Singaporean politician

Tony Tan Lay Thiam (born 1970) is a Singaporean politician and businessman.

==Education==
Tan attended Victoria Junior College before receiving a Singapore Armed Forces Merit Scholarship to study Engineering at Trinity College, Cambridge where he graduated with first class honours. Tan also holds a BSci (BioMed) degree from Central Queensland University and an MBA from the University of Leicester.

== Career ==

=== Military career ===
After completing his degree, Tan served in the Singapore Army and was promoted to the rank of Major when he was 27. During his service, he was named Top Student for the Basic Army Intelligence Course, Company Tactics Course and Combat Engineer Advanced Officer Course. After nine years, he left the armed forces at the age of 31.

=== Business career ===
In 1999, Tan and Hazel Poa, his wife, established Smartlab Education Centre Pte Ltd, a chain of education centres. Tan was a recipient of the Spirit of Enterprise Award in 2006 and the company under his leadership was a recipient of a Singapore Prestige Brand Award (Promising Brand) in 2007.

=== Political career ===
Tan and Poa joined the Reform Party ahead of the 2011 general election and were slated to stand as candidates for the party in the election. However they were among six members of the party who resigned in February 2011 due to differences of opinion with the party's leaders.

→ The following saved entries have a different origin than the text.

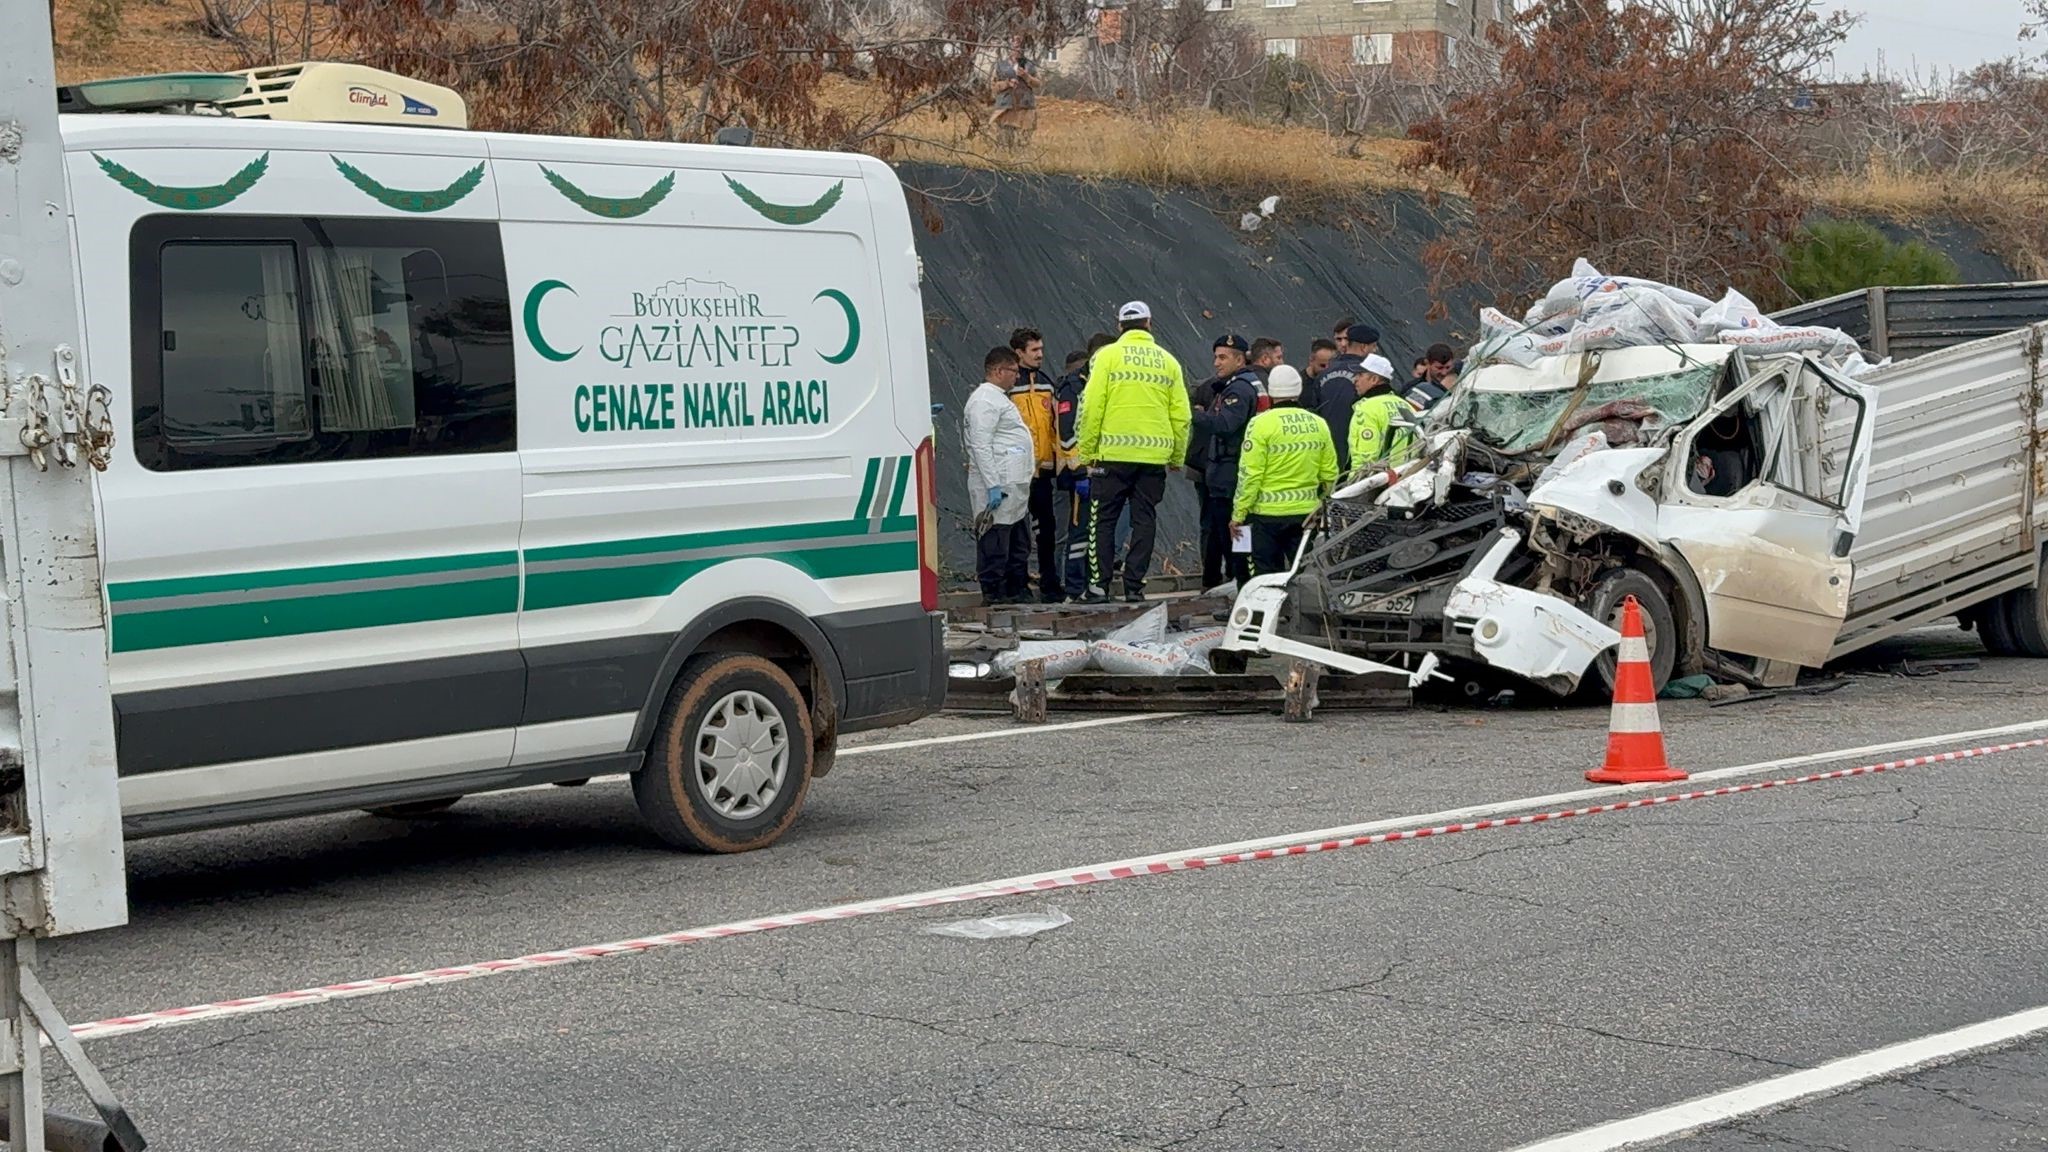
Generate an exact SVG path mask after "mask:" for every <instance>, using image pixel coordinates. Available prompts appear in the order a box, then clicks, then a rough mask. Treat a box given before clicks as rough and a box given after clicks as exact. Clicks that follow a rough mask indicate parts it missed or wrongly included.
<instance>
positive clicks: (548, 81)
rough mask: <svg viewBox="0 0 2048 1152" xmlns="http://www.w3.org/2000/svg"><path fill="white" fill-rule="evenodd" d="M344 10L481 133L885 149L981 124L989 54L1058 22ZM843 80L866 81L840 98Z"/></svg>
mask: <svg viewBox="0 0 2048 1152" xmlns="http://www.w3.org/2000/svg"><path fill="white" fill-rule="evenodd" d="M211 2H233V0H211ZM303 2H313V0H303ZM287 6H289V0H264V8H274V10H283V8H287ZM334 14H336V29H334V33H336V47H338V53H340V55H346V57H352V59H358V61H365V64H371V66H377V68H387V70H393V72H401V74H410V76H420V78H424V80H432V82H440V84H449V86H453V88H457V90H461V92H463V94H465V98H467V100H469V105H471V109H473V115H475V121H477V125H479V127H498V129H514V131H561V133H590V135H627V137H643V139H711V135H713V133H715V131H717V129H721V127H727V125H748V127H752V129H754V131H756V133H758V135H760V137H762V141H766V143H788V146H825V148H860V150H866V152H877V154H887V152H889V150H891V148H893V143H895V141H897V139H899V133H901V131H903V127H905V123H907V121H913V119H915V117H920V115H926V113H930V115H936V117H954V115H956V117H967V121H969V125H975V123H979V117H981V115H983V105H985V100H983V98H981V90H979V86H977V82H975V68H977V49H979V47H981V45H989V43H1001V41H1008V37H1012V35H1016V33H1018V31H1022V29H1028V27H1032V23H1034V20H1042V18H1044V10H1042V8H1040V6H1038V4H1034V2H1030V0H1022V2H1020V0H942V2H926V0H473V4H469V6H465V10H463V12H461V14H457V12H453V10H451V8H446V6H444V4H442V0H338V2H336V6H334ZM829 76H850V78H858V80H862V82H864V84H862V88H858V90H850V92H838V90H836V88H834V86H831V82H829V80H827V78H829Z"/></svg>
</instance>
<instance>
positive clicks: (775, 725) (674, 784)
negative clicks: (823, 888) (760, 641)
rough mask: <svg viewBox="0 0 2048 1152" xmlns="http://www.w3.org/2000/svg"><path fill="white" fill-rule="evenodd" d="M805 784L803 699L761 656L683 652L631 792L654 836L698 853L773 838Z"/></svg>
mask: <svg viewBox="0 0 2048 1152" xmlns="http://www.w3.org/2000/svg"><path fill="white" fill-rule="evenodd" d="M809 787H811V709H809V707H805V703H803V695H799V693H797V685H795V683H793V681H791V678H788V674H786V672H782V668H776V666H774V664H770V662H768V660H764V658H760V656H743V654H709V656H692V658H690V662H688V664H684V666H682V674H678V676H676V689H674V691H672V693H670V699H668V707H666V709H664V713H662V724H659V728H655V734H653V746H651V748H649V750H647V763H645V765H643V767H641V771H637V773H633V799H635V801H637V804H639V810H641V818H645V820H647V826H649V828H653V832H655V834H657V836H662V840H666V842H668V845H672V847H678V849H688V851H698V853H748V851H754V849H764V847H768V845H772V842H776V840H778V838H780V836H782V832H784V830H788V826H791V824H793V822H795V820H797V810H799V808H803V793H805V791H807V789H809Z"/></svg>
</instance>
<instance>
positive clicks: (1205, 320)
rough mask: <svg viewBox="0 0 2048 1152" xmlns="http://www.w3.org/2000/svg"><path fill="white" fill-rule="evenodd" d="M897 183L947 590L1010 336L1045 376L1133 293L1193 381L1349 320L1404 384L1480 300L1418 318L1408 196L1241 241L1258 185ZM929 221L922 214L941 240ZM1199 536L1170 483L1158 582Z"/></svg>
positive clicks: (1885, 225) (1465, 327)
mask: <svg viewBox="0 0 2048 1152" xmlns="http://www.w3.org/2000/svg"><path fill="white" fill-rule="evenodd" d="M899 176H901V178H903V184H905V187H907V189H911V193H909V201H911V219H913V223H918V252H920V256H922V258H924V307H926V334H928V338H930V369H932V400H934V402H938V404H944V406H946V408H944V412H940V414H938V416H936V426H938V502H940V523H942V531H940V549H942V564H944V570H946V576H948V582H952V584H958V582H971V580H973V568H975V564H973V556H975V545H973V539H971V535H969V519H971V508H969V502H967V492H965V488H967V459H965V455H963V453H961V402H963V400H965V398H967V394H969V392H971V389H973V387H975V383H977V381H979V379H981V357H983V355H985V353H987V351H989V346H993V344H1001V342H1006V340H1008V338H1010V330H1012V328H1018V326H1026V324H1028V326H1032V328H1038V330H1042V332H1044V336H1047V340H1044V342H1047V367H1049V369H1051V371H1055V373H1057V371H1059V363H1061V359H1063V357H1065V355H1067V353H1069V351H1077V348H1081V346H1083V344H1085V340H1087V334H1090V332H1098V330H1102V332H1114V328H1116V324H1114V316H1116V312H1114V310H1116V305H1120V303H1122V301H1126V299H1143V301H1147V303H1151V307H1153V318H1155V320H1153V330H1155V332H1157V336H1159V340H1161V342H1163V344H1165V346H1167V351H1171V353H1174V355H1176V357H1180V363H1182V367H1184V369H1186V371H1188V375H1190V377H1192V379H1206V377H1208V375H1210V342H1212V340H1214V338H1217V336H1219V334H1223V332H1237V334H1241V336H1245V338H1247V340H1251V338H1257V336H1274V338H1278V340H1282V342H1286V353H1288V363H1292V365H1296V367H1298V365H1300V363H1303V361H1305V359H1307V353H1309V340H1311V338H1315V336H1325V334H1329V326H1331V322H1335V320H1337V318H1341V316H1356V318H1360V320H1362V322H1366V324H1372V326H1376V328H1378V330H1380V332H1382V348H1384V353H1386V355H1389V357H1391V359H1393V361H1395V367H1397V369H1399V371H1403V373H1405V371H1407V365H1409V363H1411V361H1413V359H1415V357H1419V355H1421V353H1423V348H1427V346H1430V344H1432V342H1434V340H1448V342H1450V344H1452V346H1454V348H1458V351H1460V353H1462V351H1464V346H1466V344H1468V342H1470V338H1473V334H1475V328H1477V310H1479V305H1481V303H1487V301H1485V299H1483V293H1477V291H1470V293H1464V295H1460V297H1454V299H1452V301H1450V316H1448V318H1446V320H1444V322H1442V324H1432V322H1427V312H1430V293H1427V275H1425V273H1423V269H1421V248H1423V246H1425V244H1427V242H1430V240H1432V238H1434V236H1436V234H1438V225H1436V221H1434V219H1432V213H1430V209H1427V207H1425V205H1423V203H1421V199H1419V197H1415V195H1407V193H1376V195H1364V197H1360V201H1358V205H1354V207H1350V209H1346V211H1339V209H1335V207H1331V205H1303V203H1298V201H1290V199H1288V197H1282V201H1280V207H1278V211H1276V213H1274V215H1272V217H1270V219H1266V221H1264V223H1262V228H1260V230H1257V232H1251V234H1247V232H1243V230H1241V228H1239V217H1241V215H1243V213H1245V211H1255V209H1257V199H1260V197H1262V195H1266V193H1264V191H1251V193H1247V195H1237V197H1233V195H1227V193H1214V191H1208V193H1171V191H1155V189H1145V187H1139V184H1124V182H1087V180H1073V178H1063V176H1042V178H1020V176H997V174H989V172H971V170H958V168H944V166H930V164H905V166H901V168H899ZM924 221H934V223H936V225H938V228H936V232H934V230H932V228H930V225H928V223H924ZM1880 228H1884V230H1886V232H1890V234H1896V236H1905V234H1913V236H1919V238H1923V240H1927V242H1929V244H1933V246H1937V248H1942V250H1946V252H1948V254H1950V256H1954V258H1956V260H1958V264H1960V266H1962V279H1964V281H2005V279H2013V273H2011V271H2009V269H2007V266H2005V262H2003V260H1999V258H1995V256H1991V254H1987V244H1985V238H1982V236H1980V234H1976V232H1974V230H1970V228H1964V225H1956V223H1948V221H1933V223H1931V225H1925V228H1901V225H1888V223H1886V225H1880ZM1618 271H1622V273H1626V269H1618ZM1561 275H1563V271H1561ZM1688 287H1696V285H1688ZM1702 291H1704V289H1702ZM1194 527H1196V510H1194V490H1192V486H1190V482H1188V478H1186V476H1171V478H1167V502H1165V508H1163V510H1161V523H1159V551H1157V553H1155V560H1153V574H1159V572H1167V570H1178V572H1190V570H1194V568H1198V558H1196V553H1194Z"/></svg>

Tan and Poa then joined the National Solidarity Party. In the 2011 general election, Tan and Poa were members of the party's five-person team which stood in the Chua Chu Kang Group Representation Constituency. The NSP's team lost to the team from the People's Action Party (PAP) by 56,885 votes (38.8%) to 89,710 (61.2%).

On 17 April 2025, Progress Singapore Party announced Tan as its candidate for Kebun Baru SMC during the 2025 general election.

== Personal life ==
Tan met his future wife Hazel Poa while they were both students at Cambridge. They married and have two adopted sons.